Function is difficult already as it is because if the robot is meant to fill
a specific task then it has to have a designer or a team of designers
to prototype, test, etc. and that means it could take years before
the machine ever hits the market or even begins to take jobs.
All of these different disciplines rely on specific technologies and some
of these technologies like batteries are a long ways from where they need to
be before we're seeing the sorta stuff described in this thread.
Obviously, everyone can't be a specialist or a troubleshooter of all this automation...and that IS the point of this thread; the ever-increasing pyramiding of money, jobs, and power.

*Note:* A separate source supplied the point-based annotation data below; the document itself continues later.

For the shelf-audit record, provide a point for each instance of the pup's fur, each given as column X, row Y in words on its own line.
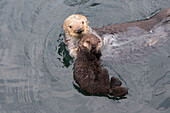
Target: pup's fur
column 75, row 26
column 88, row 71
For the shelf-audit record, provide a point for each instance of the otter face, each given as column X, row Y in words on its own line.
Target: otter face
column 75, row 25
column 91, row 42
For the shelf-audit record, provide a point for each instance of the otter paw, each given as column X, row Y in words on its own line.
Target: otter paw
column 118, row 91
column 115, row 82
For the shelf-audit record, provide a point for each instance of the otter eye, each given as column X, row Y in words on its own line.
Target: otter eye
column 88, row 42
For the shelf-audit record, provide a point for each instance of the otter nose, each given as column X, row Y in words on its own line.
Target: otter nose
column 79, row 31
column 93, row 47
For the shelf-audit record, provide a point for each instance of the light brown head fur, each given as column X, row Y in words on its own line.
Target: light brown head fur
column 91, row 42
column 75, row 25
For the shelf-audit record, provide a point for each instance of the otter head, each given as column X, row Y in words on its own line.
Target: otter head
column 75, row 25
column 90, row 42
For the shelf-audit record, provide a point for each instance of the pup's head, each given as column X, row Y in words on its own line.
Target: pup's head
column 75, row 25
column 90, row 42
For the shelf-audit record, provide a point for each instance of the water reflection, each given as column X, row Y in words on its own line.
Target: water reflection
column 36, row 70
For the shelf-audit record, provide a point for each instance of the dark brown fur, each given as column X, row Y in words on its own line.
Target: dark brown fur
column 89, row 74
column 146, row 25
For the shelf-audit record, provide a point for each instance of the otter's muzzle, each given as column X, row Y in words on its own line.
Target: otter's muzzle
column 79, row 31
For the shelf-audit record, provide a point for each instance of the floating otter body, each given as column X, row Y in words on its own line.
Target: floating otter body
column 88, row 72
column 120, row 42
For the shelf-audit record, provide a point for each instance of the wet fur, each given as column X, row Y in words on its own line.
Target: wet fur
column 71, row 38
column 92, row 78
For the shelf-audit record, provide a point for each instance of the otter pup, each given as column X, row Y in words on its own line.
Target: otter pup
column 75, row 26
column 88, row 71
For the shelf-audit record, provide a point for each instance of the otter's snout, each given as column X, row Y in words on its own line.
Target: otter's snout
column 79, row 31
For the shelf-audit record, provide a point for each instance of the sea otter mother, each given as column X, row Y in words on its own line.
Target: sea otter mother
column 120, row 41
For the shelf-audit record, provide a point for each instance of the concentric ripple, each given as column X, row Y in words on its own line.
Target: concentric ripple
column 36, row 69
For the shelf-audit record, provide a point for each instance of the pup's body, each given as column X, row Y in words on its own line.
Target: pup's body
column 116, row 36
column 88, row 71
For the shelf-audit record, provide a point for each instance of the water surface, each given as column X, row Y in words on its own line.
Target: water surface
column 36, row 70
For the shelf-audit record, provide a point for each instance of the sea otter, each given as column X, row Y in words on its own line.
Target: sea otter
column 88, row 72
column 120, row 42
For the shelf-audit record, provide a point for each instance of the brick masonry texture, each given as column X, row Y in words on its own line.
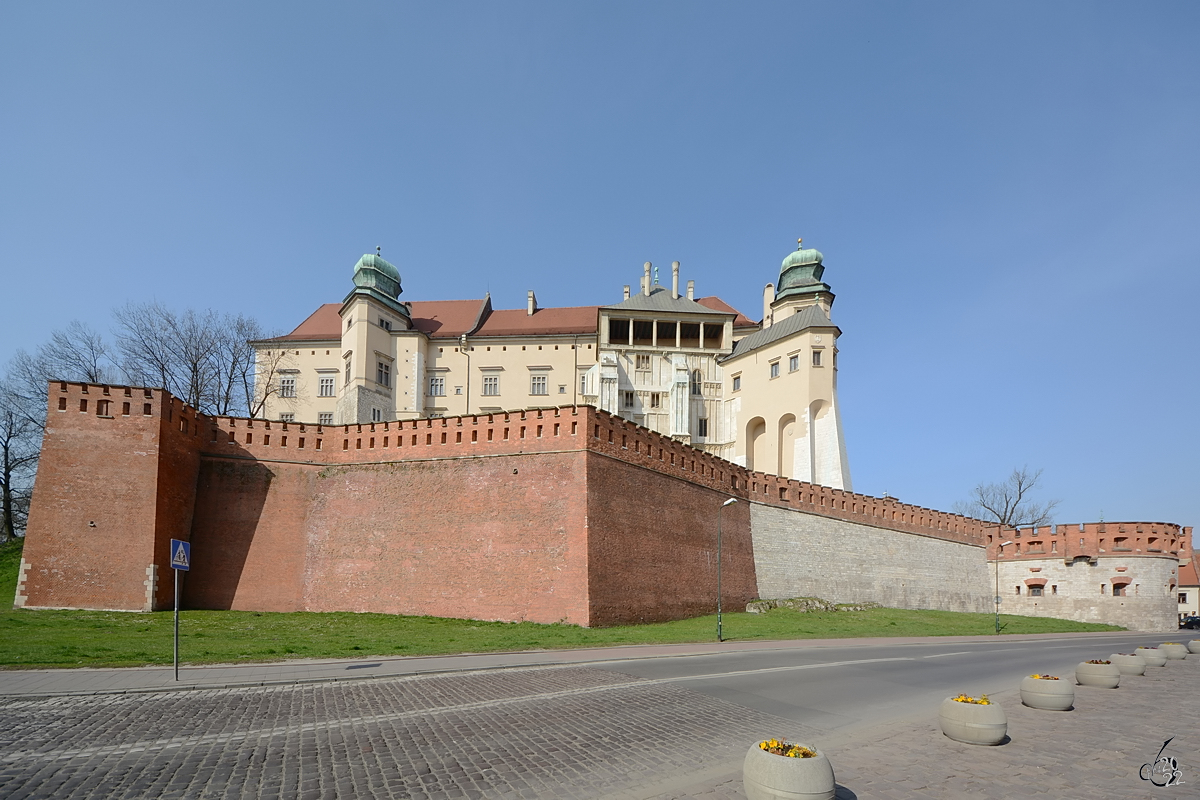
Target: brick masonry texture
column 553, row 515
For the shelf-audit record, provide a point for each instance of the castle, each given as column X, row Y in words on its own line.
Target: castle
column 761, row 395
column 408, row 498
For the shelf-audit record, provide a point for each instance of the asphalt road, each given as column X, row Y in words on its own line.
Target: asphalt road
column 838, row 689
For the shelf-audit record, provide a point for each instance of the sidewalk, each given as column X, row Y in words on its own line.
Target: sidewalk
column 53, row 683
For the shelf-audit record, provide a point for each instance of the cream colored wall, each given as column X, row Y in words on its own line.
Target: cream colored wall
column 305, row 361
column 790, row 425
column 515, row 361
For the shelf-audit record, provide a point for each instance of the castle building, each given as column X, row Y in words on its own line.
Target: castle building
column 761, row 395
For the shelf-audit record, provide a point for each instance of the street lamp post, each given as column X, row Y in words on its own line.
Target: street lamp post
column 1000, row 551
column 727, row 503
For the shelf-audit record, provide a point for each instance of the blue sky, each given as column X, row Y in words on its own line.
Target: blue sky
column 1006, row 193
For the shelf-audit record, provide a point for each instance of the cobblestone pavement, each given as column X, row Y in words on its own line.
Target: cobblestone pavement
column 550, row 732
column 564, row 732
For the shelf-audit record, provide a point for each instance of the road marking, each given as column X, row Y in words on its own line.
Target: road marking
column 766, row 669
column 942, row 655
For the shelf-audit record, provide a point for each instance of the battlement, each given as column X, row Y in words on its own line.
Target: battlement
column 1091, row 540
column 565, row 427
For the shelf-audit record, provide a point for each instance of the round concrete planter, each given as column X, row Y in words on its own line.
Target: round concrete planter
column 1099, row 675
column 1174, row 651
column 1128, row 663
column 1048, row 695
column 1153, row 656
column 972, row 723
column 767, row 776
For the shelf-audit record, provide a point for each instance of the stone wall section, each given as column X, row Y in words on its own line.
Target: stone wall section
column 804, row 554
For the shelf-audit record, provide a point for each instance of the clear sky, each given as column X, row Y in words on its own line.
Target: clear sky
column 1007, row 194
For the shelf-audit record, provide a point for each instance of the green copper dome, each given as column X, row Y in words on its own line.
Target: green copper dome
column 373, row 272
column 801, row 274
column 801, row 258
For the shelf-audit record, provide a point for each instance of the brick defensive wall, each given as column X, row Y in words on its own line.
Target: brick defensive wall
column 561, row 513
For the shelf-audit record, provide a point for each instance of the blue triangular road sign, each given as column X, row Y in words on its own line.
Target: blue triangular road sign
column 180, row 554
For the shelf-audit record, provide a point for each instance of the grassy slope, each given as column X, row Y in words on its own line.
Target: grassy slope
column 10, row 564
column 51, row 638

And ultimately, to program automation to troubleshoot other automation isn't overly as complex as people make it seem either.
My point is, and subsequently my problem is people need to be cognizant of this and the potential implications it has for humanity. Most people aren't. (No Robopocalyse)
The problem with this, is that it assumes that all of these very huge engineering
problems will just up and vanish, which is something I brought up in this very thread
and have been talking about the entire time.
Am I saying that jobs will never be automated ? NO.
In fact in the last thread, I agreed, certain jobs will be automated
but I feel that as the task that needs to get completed gets more complex
then the likelihood of it being lost to robots drops and in my opinion
it's a significant drop.
I think transhumanism is a farce but time doesn't stop.
I don't think it time stops either, I just think people are understating just how
difficult something like this would be. Causing a mass exodus out of the work force
through creating incredibly complex machines that can handle all of the hundreds of
different tasks that people take on daily and are paid for,literally reads like science fiction
with little to no concern for what would have to actually take place before we ever get
to that point.
Don't get me wrong, when and if it happens, I'll gladly welcome it.
I've just tempered my expectations after looking at the reality of robotics.